Beginning with the second conference in 1951, which was devoted to medieval symbolism, every Mediaevistentagung has been centred on a global topic that stood in relation with the work done at the Institute or with current interests in the field of medieval studies. Since 1952, the results have been documented; the first proceedings were published in the series Studien und Texte zur Geistesgeschichte des Mittelalters (vols. 3 and 5), since 1956 they are published in the Miscellanea Mediaevalia series created especially for that purpose.
While remaining true to its original concept, the Mediaevistentagung has become more fully international, bigger - the record was set with circa 300 participants in 1994 - and, not to mention, longer - it now lasts a week. In 2004 a workshop was introduced to precede the main conference. It provides a forum for younger scholars to present their works in progress or, alternatively, presents an opportunity to share different approaches and projects in open discussion.

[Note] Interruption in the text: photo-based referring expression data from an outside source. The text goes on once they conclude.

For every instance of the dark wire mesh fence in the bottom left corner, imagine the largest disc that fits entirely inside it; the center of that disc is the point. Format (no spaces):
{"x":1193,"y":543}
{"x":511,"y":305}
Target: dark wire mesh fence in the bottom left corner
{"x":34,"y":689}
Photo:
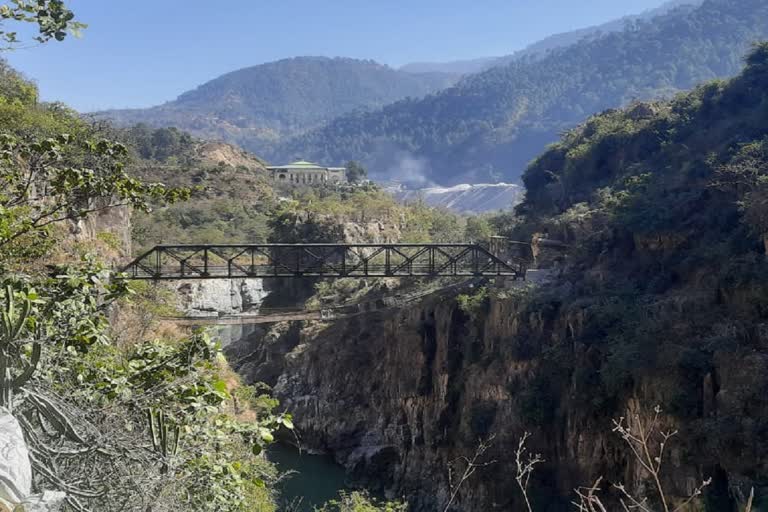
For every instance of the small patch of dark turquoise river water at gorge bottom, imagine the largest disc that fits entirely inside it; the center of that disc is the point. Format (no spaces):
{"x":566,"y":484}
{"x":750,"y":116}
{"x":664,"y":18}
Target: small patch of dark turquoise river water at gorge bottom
{"x":317,"y":479}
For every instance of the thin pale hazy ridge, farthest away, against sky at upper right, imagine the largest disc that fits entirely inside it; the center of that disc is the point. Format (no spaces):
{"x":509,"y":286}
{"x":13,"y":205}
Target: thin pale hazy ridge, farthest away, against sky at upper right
{"x":540,"y":48}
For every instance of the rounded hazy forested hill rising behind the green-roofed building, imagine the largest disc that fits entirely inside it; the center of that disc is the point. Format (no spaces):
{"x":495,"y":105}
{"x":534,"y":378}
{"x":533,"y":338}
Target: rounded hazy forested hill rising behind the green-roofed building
{"x":254,"y":106}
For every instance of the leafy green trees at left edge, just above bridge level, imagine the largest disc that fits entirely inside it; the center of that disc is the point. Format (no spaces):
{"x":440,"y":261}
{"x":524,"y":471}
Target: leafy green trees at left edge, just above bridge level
{"x":53,"y":180}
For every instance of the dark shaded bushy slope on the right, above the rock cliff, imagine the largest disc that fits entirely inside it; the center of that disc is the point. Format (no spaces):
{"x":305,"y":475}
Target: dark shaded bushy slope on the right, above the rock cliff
{"x":665,"y":292}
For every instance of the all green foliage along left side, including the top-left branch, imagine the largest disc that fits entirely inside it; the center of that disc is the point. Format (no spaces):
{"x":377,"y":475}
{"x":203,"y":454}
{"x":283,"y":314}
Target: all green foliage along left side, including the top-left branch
{"x":154,"y":421}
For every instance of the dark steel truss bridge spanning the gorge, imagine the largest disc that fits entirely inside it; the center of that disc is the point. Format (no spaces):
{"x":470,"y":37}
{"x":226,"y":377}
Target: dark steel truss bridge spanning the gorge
{"x":229,"y":261}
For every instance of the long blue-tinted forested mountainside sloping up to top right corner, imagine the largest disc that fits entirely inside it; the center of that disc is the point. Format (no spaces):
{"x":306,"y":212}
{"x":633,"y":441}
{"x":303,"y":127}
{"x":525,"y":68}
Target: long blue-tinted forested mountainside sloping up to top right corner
{"x":492,"y":124}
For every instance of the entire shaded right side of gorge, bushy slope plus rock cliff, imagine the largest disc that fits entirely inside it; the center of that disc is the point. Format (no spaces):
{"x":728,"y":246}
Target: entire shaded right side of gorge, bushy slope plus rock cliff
{"x":642,"y":314}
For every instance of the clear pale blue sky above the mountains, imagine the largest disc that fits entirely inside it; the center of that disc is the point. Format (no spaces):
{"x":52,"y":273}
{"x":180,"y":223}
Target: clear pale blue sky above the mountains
{"x":143,"y":52}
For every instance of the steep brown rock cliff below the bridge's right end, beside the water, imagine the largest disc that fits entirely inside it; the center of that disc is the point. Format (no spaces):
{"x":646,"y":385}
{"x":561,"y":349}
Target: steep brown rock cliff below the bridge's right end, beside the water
{"x":397,"y":396}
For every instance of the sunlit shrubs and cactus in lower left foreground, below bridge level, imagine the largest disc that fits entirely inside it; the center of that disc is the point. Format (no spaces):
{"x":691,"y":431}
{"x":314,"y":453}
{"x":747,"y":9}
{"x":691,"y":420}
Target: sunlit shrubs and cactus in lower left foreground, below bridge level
{"x":155,"y":415}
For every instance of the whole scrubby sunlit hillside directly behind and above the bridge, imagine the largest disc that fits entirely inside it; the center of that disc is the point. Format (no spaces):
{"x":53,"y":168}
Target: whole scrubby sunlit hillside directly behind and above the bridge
{"x":233,"y":200}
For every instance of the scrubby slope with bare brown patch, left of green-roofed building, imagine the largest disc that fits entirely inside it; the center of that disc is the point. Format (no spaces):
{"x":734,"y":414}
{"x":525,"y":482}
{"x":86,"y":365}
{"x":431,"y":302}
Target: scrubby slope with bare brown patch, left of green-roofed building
{"x":232,"y":195}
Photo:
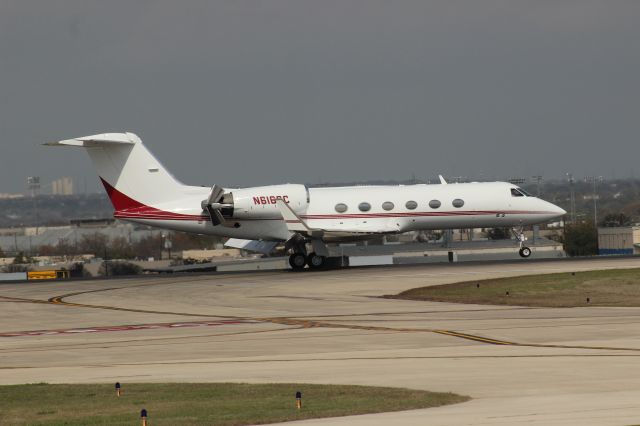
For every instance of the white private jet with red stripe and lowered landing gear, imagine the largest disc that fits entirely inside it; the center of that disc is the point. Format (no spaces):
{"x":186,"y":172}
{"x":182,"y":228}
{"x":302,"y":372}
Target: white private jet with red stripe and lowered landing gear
{"x":143,"y":191}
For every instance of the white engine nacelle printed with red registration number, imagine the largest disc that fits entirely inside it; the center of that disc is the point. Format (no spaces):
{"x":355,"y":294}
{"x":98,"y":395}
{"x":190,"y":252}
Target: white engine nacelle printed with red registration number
{"x":260,"y":202}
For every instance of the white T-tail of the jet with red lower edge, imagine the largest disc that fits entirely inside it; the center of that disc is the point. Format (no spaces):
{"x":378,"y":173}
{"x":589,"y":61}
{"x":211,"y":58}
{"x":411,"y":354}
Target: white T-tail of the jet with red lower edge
{"x":131,"y":175}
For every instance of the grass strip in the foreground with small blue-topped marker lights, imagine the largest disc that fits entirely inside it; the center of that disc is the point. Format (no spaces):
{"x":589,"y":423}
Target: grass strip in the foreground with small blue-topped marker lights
{"x":202,"y":403}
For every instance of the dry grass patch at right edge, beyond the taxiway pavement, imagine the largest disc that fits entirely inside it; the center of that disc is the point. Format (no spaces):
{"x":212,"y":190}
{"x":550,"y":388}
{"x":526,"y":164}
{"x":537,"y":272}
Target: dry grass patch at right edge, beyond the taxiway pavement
{"x":619,"y":287}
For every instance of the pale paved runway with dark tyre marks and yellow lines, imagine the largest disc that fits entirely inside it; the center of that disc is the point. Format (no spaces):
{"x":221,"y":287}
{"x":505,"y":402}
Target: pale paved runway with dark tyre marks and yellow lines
{"x":520,"y":365}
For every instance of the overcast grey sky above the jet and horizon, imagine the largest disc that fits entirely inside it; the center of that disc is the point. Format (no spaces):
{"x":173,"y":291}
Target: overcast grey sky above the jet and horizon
{"x":260,"y":92}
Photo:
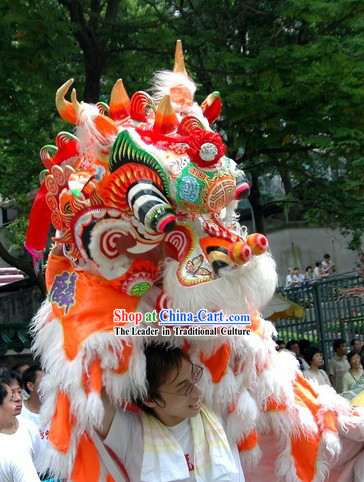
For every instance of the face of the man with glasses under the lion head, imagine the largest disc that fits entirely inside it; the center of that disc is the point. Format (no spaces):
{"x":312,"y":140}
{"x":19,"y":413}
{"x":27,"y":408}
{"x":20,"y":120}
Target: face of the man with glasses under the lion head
{"x":175,"y":406}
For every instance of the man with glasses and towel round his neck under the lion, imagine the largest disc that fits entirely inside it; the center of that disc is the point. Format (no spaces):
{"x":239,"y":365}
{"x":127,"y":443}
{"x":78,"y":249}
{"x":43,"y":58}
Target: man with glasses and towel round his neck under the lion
{"x":171,"y":419}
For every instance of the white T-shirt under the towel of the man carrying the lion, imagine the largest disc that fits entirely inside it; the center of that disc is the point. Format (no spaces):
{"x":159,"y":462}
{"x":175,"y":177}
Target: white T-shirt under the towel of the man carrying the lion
{"x":125,"y":438}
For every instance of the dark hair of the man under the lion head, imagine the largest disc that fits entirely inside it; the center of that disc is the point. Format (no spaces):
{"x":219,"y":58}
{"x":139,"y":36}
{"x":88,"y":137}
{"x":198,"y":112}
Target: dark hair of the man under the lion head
{"x":161,"y":359}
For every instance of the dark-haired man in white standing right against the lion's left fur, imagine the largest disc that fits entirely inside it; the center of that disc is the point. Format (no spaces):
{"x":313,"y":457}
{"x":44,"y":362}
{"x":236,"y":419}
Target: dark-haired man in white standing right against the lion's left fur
{"x":31,"y":407}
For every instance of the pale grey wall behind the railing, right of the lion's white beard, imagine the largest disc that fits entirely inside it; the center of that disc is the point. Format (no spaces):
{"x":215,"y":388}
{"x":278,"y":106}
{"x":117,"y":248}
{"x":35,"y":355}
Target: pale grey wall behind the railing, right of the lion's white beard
{"x":303,"y":246}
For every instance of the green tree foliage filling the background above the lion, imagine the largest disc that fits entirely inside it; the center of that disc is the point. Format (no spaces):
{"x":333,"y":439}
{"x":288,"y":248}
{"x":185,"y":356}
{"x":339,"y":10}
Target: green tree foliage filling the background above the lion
{"x":290,"y":73}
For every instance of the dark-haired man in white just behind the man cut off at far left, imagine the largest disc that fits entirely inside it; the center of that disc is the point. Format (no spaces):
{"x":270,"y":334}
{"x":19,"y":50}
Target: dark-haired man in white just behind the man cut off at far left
{"x":23,"y":431}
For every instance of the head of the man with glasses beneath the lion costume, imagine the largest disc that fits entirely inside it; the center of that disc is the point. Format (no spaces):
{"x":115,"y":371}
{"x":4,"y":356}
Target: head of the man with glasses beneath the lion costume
{"x":173,"y":392}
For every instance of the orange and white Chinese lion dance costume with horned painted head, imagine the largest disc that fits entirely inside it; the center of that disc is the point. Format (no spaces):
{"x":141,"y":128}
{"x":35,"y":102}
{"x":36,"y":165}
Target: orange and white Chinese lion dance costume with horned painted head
{"x":142,"y":198}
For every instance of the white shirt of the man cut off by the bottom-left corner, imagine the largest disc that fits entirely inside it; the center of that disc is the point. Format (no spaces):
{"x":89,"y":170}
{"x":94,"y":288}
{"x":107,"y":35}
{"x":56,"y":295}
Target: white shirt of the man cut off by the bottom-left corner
{"x":16,"y":464}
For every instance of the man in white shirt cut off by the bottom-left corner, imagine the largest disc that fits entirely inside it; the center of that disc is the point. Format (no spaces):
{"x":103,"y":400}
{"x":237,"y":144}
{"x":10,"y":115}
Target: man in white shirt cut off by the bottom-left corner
{"x":16,"y":464}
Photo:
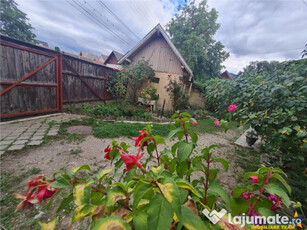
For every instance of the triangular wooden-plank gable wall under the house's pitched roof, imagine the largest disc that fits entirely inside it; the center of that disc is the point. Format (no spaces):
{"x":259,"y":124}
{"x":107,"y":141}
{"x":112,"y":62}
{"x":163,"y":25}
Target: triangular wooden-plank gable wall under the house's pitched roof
{"x":159,"y":55}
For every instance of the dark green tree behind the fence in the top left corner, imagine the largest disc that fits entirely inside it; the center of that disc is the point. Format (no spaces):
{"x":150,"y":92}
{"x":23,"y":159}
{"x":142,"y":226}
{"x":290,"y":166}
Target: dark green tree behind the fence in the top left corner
{"x":13,"y":22}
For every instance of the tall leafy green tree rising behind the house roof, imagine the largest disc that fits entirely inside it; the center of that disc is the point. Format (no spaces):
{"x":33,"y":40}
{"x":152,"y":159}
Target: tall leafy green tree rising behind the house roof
{"x":192,"y":31}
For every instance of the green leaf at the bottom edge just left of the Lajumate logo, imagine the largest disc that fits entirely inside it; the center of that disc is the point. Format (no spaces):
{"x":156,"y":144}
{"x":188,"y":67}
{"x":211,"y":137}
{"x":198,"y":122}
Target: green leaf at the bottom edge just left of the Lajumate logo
{"x":190,"y":221}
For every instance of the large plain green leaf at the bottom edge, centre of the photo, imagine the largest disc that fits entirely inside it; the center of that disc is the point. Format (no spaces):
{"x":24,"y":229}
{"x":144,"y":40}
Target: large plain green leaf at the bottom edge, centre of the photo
{"x":160,"y":213}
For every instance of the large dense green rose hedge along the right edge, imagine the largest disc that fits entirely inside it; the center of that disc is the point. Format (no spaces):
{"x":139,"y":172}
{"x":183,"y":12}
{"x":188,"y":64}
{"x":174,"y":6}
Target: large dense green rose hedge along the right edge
{"x":273,"y":102}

=== Forschungskolloquium ===

The "Forschungskolloquium" is a series of loosely connected lectures by our collaborators, guests, or invitees. It affords an opportunity to present a particular field of research to the colleagues and at the same time to the wider public.

=== Köln-Bonner Philosophisches Kolloquium ===
The "Köln-Bonner Philosophisches Kolloquium", organized together with the Philosophy Department of Bonn University, is a semester long reading course for graduate and older undergraduate students (taking place every two weeks). The course examines a systematic topic (e.g. Aristotelian psychology, concepts of metaphysics) throughout ancient and medieval philosophy.